UTF discussion (split from Dotfile Madness)

UTF discussion (split from Dotfile Madness)

Postby fluffrabbit » 10 Jul 2019, 09:25

As of C++20 you'd better write your own Unicode library. In fact, in any version of C and C++ so far you'd better write your own Unicode library since there is pretty much zero support in all standards.

So for Windows you convert from UTF-8 to UTF-16, then copy result into NUL-terminated sequence of wchar_t and then feed it to the WinAPI you need.

Sounds like a good solution. Going from utf8 to utf16/32 is straightforward. Of course you need custom code for that, but it's pretty trivial. And since apparently wide characters actually exist and I didn't imagine them, that's great.

That is not full support because NTFS and WinAPI allow unpaired surrogates in filenames which are ill-formed Unicode.

What is this magick of which you speak?

But I'd say this doesn't matter for games because you can't even print ill-formed string.

No idea. If you can display Unicode text in your game (stb, SDL, Freetype, etc.) then you can display Unicode text in your game.
fluffrabbit
 
Posts: 570
Joined: 11 Apr 2019, 11:17

Re: Dotfile Madness

Postby Lyberta » 10 Jul 2019, 13:20

fluffrabbit {l Wrote}:
That is not full support because NTFS and WinAPI allow unpaired surrogates in filenames which are ill-formed Unicode.

What is this magick of which you speak?


Unicode code point is any value between 0 and 10FFFF. Unicode scalar value is any Unicode code point except surrogates. Surrogates are used in UTF-16 to encode scalar values greater than FFFF. It takes 2 surrogates to encode one scalar value. Well-formed Unicode only contains Unicode scalar values so encoding surrogate code points in UTF-8 and UTF-32 and having unpaired surrogates in UTF-16 makes the text ill-formed.

No idea. If you can display Unicode text in your game (stb, SDL, Freetype, etc.) then you can display Unicode text in your game.


Well if we say that ill-formed Unicode is not really Unicode then a library can print well-formed Unicode but can throw an exception or print replacement character when there is ill-formed sequence in the string.
User avatar
Lyberta
 
Posts: 643
Joined: 19 Jun 2013, 10:45

Re: Dotfile Madness

Postby fluffrabbit » 10 Jul 2019, 20:12

Gotcha. Most common Earth languages appear in the 16-bit version, I believe called the Great Common Language Table or something similar.

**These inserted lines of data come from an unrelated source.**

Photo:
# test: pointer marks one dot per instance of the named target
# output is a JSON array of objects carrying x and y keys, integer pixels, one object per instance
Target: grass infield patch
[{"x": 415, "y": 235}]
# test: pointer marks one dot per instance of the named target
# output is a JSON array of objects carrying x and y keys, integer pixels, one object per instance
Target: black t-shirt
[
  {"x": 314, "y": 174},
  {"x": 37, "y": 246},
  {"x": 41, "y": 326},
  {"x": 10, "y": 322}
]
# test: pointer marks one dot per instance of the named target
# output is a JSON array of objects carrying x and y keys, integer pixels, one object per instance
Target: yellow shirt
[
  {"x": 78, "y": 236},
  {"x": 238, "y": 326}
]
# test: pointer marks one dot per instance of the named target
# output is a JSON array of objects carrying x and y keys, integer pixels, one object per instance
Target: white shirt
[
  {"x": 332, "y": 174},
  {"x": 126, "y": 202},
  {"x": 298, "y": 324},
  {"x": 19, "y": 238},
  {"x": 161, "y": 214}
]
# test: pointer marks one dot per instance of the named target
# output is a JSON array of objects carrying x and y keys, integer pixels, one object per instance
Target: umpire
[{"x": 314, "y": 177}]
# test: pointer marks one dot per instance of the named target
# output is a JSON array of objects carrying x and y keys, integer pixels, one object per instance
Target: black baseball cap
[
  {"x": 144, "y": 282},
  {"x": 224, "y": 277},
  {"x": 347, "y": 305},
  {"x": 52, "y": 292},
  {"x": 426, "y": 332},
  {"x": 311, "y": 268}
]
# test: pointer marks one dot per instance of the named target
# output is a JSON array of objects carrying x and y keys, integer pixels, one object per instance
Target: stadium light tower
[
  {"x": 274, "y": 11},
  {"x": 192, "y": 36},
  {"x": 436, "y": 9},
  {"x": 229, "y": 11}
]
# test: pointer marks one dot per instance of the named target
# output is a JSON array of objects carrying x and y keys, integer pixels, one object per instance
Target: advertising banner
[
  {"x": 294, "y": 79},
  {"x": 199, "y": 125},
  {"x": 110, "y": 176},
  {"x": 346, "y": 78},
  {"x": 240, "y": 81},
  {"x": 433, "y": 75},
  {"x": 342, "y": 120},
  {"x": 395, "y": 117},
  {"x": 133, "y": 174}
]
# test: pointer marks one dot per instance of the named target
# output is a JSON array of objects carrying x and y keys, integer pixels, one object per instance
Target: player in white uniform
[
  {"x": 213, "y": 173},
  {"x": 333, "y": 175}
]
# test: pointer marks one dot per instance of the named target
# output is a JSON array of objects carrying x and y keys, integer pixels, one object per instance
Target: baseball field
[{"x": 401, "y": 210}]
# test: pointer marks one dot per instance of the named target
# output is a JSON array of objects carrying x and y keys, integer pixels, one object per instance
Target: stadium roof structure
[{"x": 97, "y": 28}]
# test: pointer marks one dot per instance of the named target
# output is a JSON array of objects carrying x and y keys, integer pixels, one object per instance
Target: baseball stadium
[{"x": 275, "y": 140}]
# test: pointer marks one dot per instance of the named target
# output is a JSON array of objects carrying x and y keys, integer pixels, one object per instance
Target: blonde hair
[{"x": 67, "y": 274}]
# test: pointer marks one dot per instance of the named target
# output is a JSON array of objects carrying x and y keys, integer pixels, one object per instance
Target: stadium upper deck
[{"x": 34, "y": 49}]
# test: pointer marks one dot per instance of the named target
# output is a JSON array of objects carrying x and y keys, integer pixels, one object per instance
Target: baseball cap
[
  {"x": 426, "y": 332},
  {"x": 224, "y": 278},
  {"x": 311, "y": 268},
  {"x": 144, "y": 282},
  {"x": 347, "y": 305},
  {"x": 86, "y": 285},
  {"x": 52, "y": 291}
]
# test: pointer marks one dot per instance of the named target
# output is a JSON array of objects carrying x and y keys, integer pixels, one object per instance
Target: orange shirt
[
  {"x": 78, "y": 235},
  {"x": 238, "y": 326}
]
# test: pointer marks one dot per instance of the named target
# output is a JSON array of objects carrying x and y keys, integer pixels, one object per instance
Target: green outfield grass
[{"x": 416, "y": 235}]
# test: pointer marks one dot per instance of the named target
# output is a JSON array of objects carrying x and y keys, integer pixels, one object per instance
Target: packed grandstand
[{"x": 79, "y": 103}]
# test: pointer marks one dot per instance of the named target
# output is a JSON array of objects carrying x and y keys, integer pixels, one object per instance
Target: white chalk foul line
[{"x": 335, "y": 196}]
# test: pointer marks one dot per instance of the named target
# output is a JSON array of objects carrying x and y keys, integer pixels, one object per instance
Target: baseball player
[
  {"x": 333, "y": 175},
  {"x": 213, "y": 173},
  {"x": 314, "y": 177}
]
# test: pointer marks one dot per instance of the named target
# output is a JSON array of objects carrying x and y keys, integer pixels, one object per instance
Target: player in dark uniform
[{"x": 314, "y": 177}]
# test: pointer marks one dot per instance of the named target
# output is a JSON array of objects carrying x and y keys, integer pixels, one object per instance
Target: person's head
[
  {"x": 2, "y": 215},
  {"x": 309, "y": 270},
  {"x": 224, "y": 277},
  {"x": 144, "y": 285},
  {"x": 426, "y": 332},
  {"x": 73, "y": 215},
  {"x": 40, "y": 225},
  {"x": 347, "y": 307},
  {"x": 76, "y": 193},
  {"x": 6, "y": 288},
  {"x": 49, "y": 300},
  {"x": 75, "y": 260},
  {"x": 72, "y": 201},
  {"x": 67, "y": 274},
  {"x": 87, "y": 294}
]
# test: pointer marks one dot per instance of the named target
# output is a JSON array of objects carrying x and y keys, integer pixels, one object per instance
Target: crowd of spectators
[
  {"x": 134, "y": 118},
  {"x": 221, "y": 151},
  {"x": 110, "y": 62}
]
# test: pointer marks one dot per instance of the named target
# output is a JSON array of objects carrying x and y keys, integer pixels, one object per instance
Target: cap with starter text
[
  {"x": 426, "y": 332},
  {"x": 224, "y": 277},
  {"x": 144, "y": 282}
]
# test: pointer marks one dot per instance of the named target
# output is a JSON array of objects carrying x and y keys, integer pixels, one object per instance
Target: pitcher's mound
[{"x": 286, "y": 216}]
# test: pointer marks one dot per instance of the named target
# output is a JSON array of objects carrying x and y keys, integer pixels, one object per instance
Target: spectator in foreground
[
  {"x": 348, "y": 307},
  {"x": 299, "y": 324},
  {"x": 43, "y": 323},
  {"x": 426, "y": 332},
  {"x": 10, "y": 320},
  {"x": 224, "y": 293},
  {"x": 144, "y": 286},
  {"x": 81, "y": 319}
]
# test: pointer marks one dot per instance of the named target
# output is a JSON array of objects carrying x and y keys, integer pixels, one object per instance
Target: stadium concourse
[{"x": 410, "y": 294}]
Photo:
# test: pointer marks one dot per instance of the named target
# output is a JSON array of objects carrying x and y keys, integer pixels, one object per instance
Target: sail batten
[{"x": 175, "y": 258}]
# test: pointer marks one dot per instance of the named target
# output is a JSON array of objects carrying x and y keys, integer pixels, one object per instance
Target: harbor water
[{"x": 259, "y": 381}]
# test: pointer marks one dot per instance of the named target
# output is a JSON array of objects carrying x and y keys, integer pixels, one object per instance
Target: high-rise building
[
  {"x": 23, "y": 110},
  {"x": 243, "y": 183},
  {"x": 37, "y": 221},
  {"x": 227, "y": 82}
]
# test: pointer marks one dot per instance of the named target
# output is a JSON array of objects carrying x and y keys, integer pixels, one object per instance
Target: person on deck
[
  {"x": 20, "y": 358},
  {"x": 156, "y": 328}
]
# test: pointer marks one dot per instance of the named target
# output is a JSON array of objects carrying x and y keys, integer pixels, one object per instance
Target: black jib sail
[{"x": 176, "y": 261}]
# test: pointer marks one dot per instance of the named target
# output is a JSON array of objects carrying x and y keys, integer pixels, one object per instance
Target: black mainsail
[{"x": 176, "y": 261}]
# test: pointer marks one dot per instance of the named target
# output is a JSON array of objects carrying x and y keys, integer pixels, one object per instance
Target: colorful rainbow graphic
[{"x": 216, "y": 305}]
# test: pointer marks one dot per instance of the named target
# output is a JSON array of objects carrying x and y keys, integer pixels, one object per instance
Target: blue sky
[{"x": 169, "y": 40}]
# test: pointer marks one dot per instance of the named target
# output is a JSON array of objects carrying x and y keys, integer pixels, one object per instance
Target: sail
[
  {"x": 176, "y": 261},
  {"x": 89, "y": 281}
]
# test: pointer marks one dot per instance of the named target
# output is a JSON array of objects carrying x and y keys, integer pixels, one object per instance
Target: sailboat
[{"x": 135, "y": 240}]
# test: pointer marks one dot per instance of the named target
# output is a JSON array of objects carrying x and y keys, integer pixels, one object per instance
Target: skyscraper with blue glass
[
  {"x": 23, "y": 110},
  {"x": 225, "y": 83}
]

My Unicode displayer can only display utf32 codepoints as translated from utf8, so there are no weird fuzzy wuzzies. From what I have assumed over the years, utf16 is weird legacy crap, but you can well-form it just by ignoring the other 16+ bits of languages such as neolithic proto-Chinese and Klingon.
fluffrabbit
 
Posts: 570
Joined: 11 Apr 2019, 11:17

Re: Dotfile Madness

Postby Lyberta » 11 Jul 2019, 10:25

fluffrabbit {l Wrote}:Gotcha. Most common Earth languages appear in the 16-bit version, I believe called the Great Common Language Table or something similar.


It's called Basic Multilingual Plane and the most common language - emoji - is outside of it mostly.

OH LOL. I wanted to put rainbow flag emoji I copied from here and got this:


General Error
SQL ERROR [ mysqli ]

Incorrect string value: '\xF0\x9F\x8F\xB3\xEF\xB8...' for column 'post_text' at row 1 [1366]

An SQL error occurred while fetching this page. Please contact the Board Administrator if this problem persists.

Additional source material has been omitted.